Additionally valuable is that the game syncs up with Twitter and Facebook, so Foursquare users are telling the world where they are and the places they’ve visited at any given moment.”
At JESS3, We are integrating FourSquare into our new exciting iPhone app StadiumStream.
Here are a couple interesting examples of inspiration,
foursquare says “While we’re feverishly working on the stuff that will make promos like this look pretty in the iPhone, local bars, cafes and coffee shops are doing it guerilla style with flyers and Twitter.”
at SXSWi when foursquare was released I remember Digg got a custom badge for their Digg Shindigg party, and a few others as well like the Karaoke RV. This is a smart way to get branding in at a low barrier to entry, kind of like Facebook Gifts.
“Each statue has its own name plate. For instance, the Google gorilla in front of Foreign Cinema says: “Tiffany Shlain has chosen Foreign Cinema as one of her favorite places in San Francisco. Visit google.co/favoriteplaces to see more. Google Maps. Summer 2009.”
I think what google has done with these “kodak moment spot” inspired sculptures in key places around the country is a great idea. This to me shows how a standard location pinpoint can be the meeting point or location of record for a business. When you look at that low tech flyer for the foursquare promo, or our slightly more hightech social media display for eatonville, I cant help but put the dots together and see the that business owners are going to have a key check-in point at the door. The google example shows how large and obtrusive they can be.

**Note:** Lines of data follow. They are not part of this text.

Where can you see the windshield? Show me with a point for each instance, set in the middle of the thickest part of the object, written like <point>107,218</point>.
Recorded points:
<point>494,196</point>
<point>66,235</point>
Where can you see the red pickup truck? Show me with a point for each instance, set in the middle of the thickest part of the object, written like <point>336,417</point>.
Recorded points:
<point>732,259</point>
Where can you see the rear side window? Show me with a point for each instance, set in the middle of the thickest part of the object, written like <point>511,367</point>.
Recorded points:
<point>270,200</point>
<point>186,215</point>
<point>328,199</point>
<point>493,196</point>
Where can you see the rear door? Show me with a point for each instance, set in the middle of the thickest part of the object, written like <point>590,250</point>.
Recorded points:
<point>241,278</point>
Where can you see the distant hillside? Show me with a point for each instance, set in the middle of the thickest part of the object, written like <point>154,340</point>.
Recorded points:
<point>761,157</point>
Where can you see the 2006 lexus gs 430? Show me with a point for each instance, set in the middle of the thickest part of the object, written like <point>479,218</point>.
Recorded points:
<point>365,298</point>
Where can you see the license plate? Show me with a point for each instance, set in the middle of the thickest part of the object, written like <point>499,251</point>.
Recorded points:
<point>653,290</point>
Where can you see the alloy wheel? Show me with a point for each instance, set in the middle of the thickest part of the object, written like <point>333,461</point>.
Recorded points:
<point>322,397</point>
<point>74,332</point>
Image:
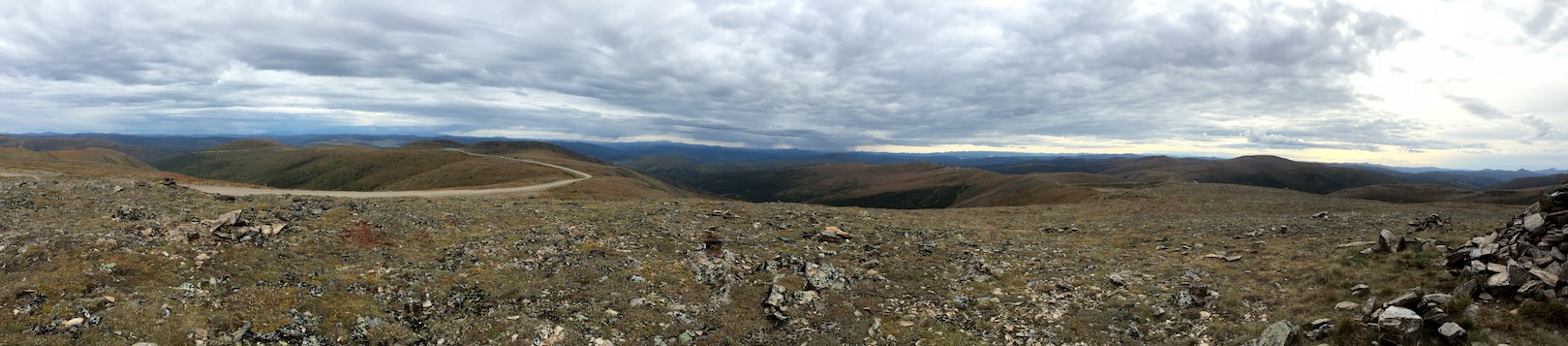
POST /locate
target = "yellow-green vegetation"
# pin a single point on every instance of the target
(499, 269)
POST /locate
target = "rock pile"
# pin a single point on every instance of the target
(230, 226)
(1522, 260)
(1400, 320)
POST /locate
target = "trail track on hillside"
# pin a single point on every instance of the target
(423, 193)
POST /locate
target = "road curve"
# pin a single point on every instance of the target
(425, 193)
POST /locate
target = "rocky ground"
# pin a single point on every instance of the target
(118, 262)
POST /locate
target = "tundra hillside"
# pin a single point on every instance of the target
(93, 260)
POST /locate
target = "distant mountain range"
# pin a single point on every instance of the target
(869, 178)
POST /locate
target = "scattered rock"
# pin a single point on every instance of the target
(1360, 289)
(1399, 326)
(1319, 330)
(1278, 333)
(1454, 333)
(1522, 260)
(1387, 241)
(1347, 305)
(74, 321)
(833, 234)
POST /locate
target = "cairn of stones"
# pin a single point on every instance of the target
(1522, 260)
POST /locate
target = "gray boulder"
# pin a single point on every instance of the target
(1278, 333)
(1399, 326)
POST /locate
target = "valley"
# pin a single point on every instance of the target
(532, 243)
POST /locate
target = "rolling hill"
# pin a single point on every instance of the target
(93, 162)
(1428, 193)
(904, 185)
(48, 144)
(420, 165)
(1261, 171)
(1530, 182)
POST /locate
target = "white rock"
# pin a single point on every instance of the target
(1347, 305)
(1534, 223)
(1399, 325)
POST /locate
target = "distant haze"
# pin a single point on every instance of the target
(1402, 83)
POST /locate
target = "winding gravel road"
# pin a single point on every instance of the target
(427, 193)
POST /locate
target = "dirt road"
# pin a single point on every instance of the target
(428, 193)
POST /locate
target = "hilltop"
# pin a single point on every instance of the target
(1156, 264)
(905, 185)
(420, 165)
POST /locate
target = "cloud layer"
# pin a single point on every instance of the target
(833, 76)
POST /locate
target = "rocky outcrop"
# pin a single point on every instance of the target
(1522, 260)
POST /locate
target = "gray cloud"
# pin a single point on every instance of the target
(805, 74)
(1481, 109)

I believe in the next wave of innovation we will see real time feedback, when you walk by something or walk into a store, your photo will show up somewhere, or your name will light up.. The key to that technology is no click check ins.
Also right now you can check in and say you are somewhere you might not be, in the future we will see more official validated check ins. Once its more official we will see more business giving out free stuff.

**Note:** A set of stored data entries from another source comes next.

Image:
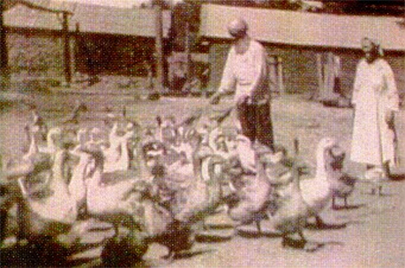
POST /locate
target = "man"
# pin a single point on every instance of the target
(246, 74)
(375, 100)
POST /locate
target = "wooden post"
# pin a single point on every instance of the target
(188, 53)
(159, 47)
(280, 79)
(330, 79)
(4, 74)
(320, 74)
(66, 49)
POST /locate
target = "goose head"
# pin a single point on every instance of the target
(153, 153)
(329, 156)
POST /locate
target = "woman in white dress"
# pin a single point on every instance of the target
(375, 99)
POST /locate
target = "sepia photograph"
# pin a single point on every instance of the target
(202, 133)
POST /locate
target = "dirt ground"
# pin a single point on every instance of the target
(373, 236)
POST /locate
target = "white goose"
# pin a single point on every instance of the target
(117, 154)
(317, 192)
(123, 196)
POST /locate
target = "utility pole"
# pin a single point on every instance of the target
(160, 78)
(4, 72)
(66, 50)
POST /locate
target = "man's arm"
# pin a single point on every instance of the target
(228, 81)
(260, 70)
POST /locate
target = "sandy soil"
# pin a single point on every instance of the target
(373, 236)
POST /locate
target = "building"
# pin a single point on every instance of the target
(307, 51)
(102, 39)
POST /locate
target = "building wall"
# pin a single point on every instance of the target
(41, 54)
(300, 67)
(35, 54)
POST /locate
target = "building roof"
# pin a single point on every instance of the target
(91, 19)
(304, 29)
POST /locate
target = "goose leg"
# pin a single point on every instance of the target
(20, 221)
(3, 222)
(320, 223)
(301, 234)
(334, 207)
(259, 227)
(170, 255)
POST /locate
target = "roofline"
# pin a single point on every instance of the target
(227, 41)
(212, 35)
(23, 30)
(41, 8)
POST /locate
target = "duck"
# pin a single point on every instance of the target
(246, 154)
(341, 183)
(121, 187)
(117, 154)
(253, 191)
(192, 199)
(287, 208)
(317, 192)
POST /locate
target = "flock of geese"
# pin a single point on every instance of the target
(155, 184)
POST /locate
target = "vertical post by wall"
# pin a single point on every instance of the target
(188, 52)
(319, 69)
(280, 77)
(4, 72)
(66, 50)
(159, 47)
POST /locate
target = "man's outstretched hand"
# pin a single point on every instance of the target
(215, 98)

I think in the future google or someone will put little micro chips somewhere and that will serve as the official check in point.
Kodak Moment Spots are found in Disney parks. but you also see this kind of thing all over the world where a person or a group of people pose in a natural setting in just the right spot, or a cosmetic setting that has some funny gag to it. Like putting your head in side the statue of liberty. Or even the urban clubs have those popular backdrop photos, or the asians love printing stickers and making content like this.

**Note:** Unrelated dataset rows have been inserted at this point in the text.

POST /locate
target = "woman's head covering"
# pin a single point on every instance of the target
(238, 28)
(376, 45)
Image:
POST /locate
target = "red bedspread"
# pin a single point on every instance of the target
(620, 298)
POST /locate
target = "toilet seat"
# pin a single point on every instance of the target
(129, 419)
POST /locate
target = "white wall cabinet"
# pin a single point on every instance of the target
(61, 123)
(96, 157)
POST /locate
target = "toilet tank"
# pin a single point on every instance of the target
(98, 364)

In the case of the expression Kodak spots, this was a connotation that was created by Kodak in collaboration with Disney. All over the different theme parks in Disney you would be able to find Kodak-sponsored signs with the words “Kodak Picture Spots.” These are specific areas around the different areas around Disney theme parks that have been considered as favorites of tourists. The selection of these spots was also made with the help of professional photographers. These Kodak spots were selected as perfect places to help you tell more about your visit through your pictures. Just like the case of the Kodak moments advertising campaign, the Kodak spots around Disney stuck. When someone now points to a particular location and calling it a Kodak spot, it means that the site is not only a picturesque. Kodak spots are those places that could provide you a story to the picture that you take.
I bet we will see google and the like copying the kodak moments campaign,
It is a Kodak Moment!
As the years went by, Kodak began to face a lot of stiff competition from other companies. In order to maintain its status as the leading imaging and photography company, it launched a series of commercials as part of its advertising campaign. The tag line that was used for this advertising campaign was “These are the moments. Kodak moments.” The advertising campaign was simple yet eye-catching. The commercial featured scenes that happen every day which are then preserved through the use of the films and cameras from Kodak. Some of the scenes that were included as part of the advertising campaign were a baby taking his first step or a child caught off guard as a frog jumps away. The advertising campaign worked. Kodak was able to strengthen its hold on its position in the market. But the advertisement did something that the company never expected. That is, that the tag line Kodak moment would become extremely popular to the point that it has become a common expression. Today, when a person calls something a Kodak moment, it means that the situation or event is so priceless that it is worth being preserved forever in a picture.